Tamper-detection for Claude Code
A tripwire that watches Claude Code’s local config and tells you when something tampers with it. Read-only, local, no telemetry.
npm i -g claude-ward 
$ claude-ward scan
[CRITICAL] 9f3a1c2b8e4d MCP endpoint points at localhost
Server "github" now points at http://localhost:6666/mcp.
This matches the Mitiga MitM proxy signature.
$ echo $?
2The problem
Claude Code keeps its config in plaintext. Nothing about those files is signed or checked - whatever is there at startup is trusted. That has already been abused.
A malicious npm postinstall script rewrites ~/.claude.json, repointing
MCP traffic through an attacker proxy and capturing OAuth tokens as they pass through.
Classified out of scope, so no vendor fix is coming.
Worms that spread across hundreds of packages read ~/.claude.json to
harvest credentials and write a SessionStart hook so their code runs
again every time a session starts.
These go unnoticed because, to a firewall or an EDR agent, "a program wrote a JSON file in the home directory" is the most ordinary thing in the world. There is no signal there to alert on. claude-ward is the missing piece.
How it works
Read the watched files and pull out the fields that matter: MCP servers, hooks, plugins, marketplaces, permissions, env. The credential file is only hashed.

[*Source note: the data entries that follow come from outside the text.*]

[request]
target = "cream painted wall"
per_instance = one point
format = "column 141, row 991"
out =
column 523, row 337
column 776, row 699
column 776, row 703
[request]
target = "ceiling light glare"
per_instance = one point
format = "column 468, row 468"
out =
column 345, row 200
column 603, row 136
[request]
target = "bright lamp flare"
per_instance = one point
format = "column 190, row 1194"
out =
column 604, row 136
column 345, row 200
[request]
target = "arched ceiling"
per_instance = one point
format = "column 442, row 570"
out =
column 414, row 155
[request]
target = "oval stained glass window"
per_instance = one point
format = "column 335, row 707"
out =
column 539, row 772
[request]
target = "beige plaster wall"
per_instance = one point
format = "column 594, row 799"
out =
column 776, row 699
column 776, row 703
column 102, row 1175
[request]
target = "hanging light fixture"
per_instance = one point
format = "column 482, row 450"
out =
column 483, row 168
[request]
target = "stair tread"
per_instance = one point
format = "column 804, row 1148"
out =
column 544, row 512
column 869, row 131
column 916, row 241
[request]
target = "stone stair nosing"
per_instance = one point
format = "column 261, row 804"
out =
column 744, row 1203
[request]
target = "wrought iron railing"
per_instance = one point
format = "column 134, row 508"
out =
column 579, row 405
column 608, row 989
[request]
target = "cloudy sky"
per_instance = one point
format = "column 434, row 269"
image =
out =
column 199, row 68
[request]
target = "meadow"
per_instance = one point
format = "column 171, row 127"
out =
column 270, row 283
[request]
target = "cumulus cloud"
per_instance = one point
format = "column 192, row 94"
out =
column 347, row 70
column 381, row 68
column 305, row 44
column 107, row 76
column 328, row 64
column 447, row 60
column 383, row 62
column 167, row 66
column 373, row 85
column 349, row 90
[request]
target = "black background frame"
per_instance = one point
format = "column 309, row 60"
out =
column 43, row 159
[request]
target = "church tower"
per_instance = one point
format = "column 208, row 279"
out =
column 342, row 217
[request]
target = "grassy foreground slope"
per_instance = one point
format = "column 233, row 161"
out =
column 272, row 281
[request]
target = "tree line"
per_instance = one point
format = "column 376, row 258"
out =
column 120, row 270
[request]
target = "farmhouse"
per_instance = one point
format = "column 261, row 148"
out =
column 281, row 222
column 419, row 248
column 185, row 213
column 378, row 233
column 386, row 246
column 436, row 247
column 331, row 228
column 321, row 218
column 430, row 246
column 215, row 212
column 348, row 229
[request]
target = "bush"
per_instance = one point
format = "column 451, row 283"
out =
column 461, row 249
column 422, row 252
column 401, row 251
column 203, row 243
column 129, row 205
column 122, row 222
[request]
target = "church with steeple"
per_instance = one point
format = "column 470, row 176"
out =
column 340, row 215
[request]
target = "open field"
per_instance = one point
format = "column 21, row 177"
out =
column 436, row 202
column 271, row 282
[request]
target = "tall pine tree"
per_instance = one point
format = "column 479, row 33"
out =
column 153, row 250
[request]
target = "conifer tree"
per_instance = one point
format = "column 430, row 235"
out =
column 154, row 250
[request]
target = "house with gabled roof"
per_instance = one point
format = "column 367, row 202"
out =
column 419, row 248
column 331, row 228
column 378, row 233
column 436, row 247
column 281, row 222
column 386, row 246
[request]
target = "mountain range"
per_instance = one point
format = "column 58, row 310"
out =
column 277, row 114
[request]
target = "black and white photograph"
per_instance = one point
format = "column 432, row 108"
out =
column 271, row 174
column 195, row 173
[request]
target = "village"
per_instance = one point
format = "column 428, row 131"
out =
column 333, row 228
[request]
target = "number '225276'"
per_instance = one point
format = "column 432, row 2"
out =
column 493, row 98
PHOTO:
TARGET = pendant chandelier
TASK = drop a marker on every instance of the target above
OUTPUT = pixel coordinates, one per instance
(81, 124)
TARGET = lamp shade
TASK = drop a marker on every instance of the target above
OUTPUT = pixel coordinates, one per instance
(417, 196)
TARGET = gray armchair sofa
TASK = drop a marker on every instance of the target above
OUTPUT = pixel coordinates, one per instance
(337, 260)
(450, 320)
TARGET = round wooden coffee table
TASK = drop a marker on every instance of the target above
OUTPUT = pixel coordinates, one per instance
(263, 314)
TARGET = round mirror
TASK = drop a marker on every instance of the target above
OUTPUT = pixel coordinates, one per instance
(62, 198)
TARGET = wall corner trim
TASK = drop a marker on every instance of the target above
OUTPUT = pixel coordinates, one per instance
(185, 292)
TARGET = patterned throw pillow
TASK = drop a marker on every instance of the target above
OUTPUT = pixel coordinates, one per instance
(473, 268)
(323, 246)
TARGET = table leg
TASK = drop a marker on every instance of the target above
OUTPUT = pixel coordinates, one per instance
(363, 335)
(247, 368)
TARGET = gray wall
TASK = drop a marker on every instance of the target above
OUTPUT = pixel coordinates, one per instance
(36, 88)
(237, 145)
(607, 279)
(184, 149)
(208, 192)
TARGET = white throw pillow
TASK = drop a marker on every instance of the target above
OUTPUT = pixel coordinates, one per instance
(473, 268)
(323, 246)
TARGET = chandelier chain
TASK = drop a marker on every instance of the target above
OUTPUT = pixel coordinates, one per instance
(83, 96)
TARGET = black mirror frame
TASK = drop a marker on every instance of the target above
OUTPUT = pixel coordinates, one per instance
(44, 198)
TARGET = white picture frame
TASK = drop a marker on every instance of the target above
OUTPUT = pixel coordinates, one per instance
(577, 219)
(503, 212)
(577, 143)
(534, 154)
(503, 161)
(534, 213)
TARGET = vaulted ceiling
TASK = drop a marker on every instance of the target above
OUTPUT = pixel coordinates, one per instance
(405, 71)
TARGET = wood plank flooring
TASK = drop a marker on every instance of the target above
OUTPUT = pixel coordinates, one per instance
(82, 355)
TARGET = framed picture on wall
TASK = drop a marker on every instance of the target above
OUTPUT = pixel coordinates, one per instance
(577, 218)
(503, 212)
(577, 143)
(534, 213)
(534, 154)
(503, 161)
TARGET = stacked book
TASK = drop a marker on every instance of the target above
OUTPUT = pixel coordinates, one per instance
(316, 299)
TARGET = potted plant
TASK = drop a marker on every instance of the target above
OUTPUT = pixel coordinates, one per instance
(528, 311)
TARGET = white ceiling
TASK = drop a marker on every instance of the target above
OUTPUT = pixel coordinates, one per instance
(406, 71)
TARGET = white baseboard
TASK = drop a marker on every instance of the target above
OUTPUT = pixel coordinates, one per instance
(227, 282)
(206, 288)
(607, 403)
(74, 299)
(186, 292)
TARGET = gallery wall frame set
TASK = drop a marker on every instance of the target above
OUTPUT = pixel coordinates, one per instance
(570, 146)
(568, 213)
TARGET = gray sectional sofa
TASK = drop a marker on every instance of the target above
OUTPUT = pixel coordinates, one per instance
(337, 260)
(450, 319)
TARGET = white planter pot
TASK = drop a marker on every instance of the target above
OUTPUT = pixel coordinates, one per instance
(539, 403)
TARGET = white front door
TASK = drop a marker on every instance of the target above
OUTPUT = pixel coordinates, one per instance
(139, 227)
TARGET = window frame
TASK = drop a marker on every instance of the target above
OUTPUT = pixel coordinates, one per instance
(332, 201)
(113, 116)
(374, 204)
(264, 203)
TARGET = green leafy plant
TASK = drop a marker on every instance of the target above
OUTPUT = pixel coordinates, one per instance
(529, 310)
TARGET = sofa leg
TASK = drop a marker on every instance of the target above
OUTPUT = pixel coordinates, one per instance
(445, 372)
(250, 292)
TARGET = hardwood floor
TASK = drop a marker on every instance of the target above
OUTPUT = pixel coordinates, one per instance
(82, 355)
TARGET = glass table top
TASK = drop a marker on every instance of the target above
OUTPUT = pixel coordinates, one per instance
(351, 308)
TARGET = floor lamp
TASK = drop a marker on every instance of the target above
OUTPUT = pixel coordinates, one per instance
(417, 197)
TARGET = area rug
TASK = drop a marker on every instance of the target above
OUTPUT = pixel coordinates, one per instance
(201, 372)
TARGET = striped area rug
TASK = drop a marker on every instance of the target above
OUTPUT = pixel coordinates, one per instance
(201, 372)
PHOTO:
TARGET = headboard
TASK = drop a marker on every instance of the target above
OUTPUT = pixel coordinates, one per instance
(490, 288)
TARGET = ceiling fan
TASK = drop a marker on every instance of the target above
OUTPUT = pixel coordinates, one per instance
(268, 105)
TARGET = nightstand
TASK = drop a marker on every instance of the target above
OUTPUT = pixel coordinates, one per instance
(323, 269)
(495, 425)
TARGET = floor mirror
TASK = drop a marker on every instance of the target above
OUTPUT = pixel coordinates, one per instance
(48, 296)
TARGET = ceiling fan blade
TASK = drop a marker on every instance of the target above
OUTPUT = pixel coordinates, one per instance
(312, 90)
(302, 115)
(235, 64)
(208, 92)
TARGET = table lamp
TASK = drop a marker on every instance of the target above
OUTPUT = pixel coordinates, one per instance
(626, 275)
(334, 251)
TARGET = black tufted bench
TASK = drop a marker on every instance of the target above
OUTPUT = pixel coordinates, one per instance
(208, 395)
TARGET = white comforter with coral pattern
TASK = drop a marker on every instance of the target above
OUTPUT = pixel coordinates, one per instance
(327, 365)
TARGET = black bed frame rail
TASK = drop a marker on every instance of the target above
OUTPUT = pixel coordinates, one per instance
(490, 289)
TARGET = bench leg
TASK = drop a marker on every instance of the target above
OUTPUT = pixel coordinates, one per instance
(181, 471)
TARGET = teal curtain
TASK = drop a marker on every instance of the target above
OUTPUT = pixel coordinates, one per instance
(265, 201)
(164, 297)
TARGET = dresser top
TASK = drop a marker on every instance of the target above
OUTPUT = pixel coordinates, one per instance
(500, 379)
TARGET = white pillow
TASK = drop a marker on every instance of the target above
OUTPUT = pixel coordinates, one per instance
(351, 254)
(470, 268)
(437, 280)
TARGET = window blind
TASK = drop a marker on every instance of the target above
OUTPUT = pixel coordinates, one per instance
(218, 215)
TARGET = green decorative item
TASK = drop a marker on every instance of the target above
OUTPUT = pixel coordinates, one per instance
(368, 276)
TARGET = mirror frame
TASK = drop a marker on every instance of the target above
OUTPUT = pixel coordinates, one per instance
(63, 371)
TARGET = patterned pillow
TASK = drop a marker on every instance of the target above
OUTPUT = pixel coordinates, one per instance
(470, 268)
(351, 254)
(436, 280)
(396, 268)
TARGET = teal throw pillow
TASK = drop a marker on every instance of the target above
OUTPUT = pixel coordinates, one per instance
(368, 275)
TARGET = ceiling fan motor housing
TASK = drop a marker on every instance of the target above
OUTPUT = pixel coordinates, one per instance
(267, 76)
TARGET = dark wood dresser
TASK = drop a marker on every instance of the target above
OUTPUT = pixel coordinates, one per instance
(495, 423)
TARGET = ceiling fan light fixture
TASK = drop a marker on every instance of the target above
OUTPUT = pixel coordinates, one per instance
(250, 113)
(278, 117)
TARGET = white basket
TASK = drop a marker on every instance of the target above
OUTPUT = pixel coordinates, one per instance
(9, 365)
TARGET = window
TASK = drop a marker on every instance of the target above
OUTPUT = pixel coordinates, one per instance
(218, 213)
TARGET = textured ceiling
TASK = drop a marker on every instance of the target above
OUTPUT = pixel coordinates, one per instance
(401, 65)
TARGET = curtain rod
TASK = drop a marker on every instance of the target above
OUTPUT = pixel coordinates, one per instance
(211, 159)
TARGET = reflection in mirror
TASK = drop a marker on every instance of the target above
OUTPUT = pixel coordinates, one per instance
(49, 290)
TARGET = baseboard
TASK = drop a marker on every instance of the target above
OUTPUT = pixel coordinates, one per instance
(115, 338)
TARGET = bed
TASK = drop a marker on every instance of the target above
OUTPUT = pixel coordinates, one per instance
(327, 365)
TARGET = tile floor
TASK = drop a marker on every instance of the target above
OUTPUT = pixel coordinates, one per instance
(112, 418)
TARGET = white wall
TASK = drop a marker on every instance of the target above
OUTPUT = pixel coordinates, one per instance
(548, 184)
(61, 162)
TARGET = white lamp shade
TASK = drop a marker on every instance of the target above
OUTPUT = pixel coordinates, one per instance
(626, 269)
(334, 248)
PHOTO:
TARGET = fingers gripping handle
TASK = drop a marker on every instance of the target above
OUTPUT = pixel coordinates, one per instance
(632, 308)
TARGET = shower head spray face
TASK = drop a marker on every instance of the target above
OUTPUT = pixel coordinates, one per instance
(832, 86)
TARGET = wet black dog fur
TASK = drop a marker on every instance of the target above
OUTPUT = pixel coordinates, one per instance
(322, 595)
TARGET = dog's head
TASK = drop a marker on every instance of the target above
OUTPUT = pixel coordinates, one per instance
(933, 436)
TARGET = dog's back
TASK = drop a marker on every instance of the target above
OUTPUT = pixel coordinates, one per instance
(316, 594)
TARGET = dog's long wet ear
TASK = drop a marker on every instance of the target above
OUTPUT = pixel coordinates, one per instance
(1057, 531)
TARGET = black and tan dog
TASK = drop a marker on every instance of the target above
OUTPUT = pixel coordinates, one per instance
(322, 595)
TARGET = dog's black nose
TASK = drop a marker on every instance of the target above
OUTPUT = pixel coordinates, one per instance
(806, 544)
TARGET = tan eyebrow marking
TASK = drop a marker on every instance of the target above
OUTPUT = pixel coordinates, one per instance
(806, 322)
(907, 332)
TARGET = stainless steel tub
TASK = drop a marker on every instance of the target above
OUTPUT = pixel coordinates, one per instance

Compare the snapshot against the baseline and list what was added, removed, or modified.
Run each change through deterministic rules - no model, no network - that assign a severity.
Print findings, fire a desktop notification for the serious ones, and set the exit code to the worst severity.
Severity tiers
MCP endpoint repointed to localhost (the Mitiga signature), an MCP command that fetches and runs code, or a SessionStart hook injected in place (the Shai-Hulud signature).
An MCP host you have not allowlisted, any other new or modified hook, an unexpected base URL or OTEL endpoint, credentials in a URL, or the credential file changing unexpectedly.
A new marketplace source, a plugin from an unknown marketplace, or a broadened permission allow-list.
Every other tracked change, so nothing slips by silently.
Quickstart
npm i -g claude-ward Install the CLI (also gives you the short cward alias).
claude-ward init Record your current trusted config as the known-good baseline.
claude-ward install-hook Add a SessionStart hook so every session opens with a scan - if something looks off you get a desktop alert and Claude flags it before you start.
A global install matters: install-hook writes a SessionStart hook that calls
claude-ward, so the binary has to be on your PATH. The short alias
cward works anywhere claude-ward does.
On-demand commands
claude-ward scan One-shot check; non-zero exit on HIGH or CRITICAL findings. claude-ward diff Show every change against the baseline. claude-ward watch Stay running and alert as files change. claude-ward status Summarize the current baseline. claude-ward approve --all Trust everything currently differing. claude-ward approve <id> Trust one specific change.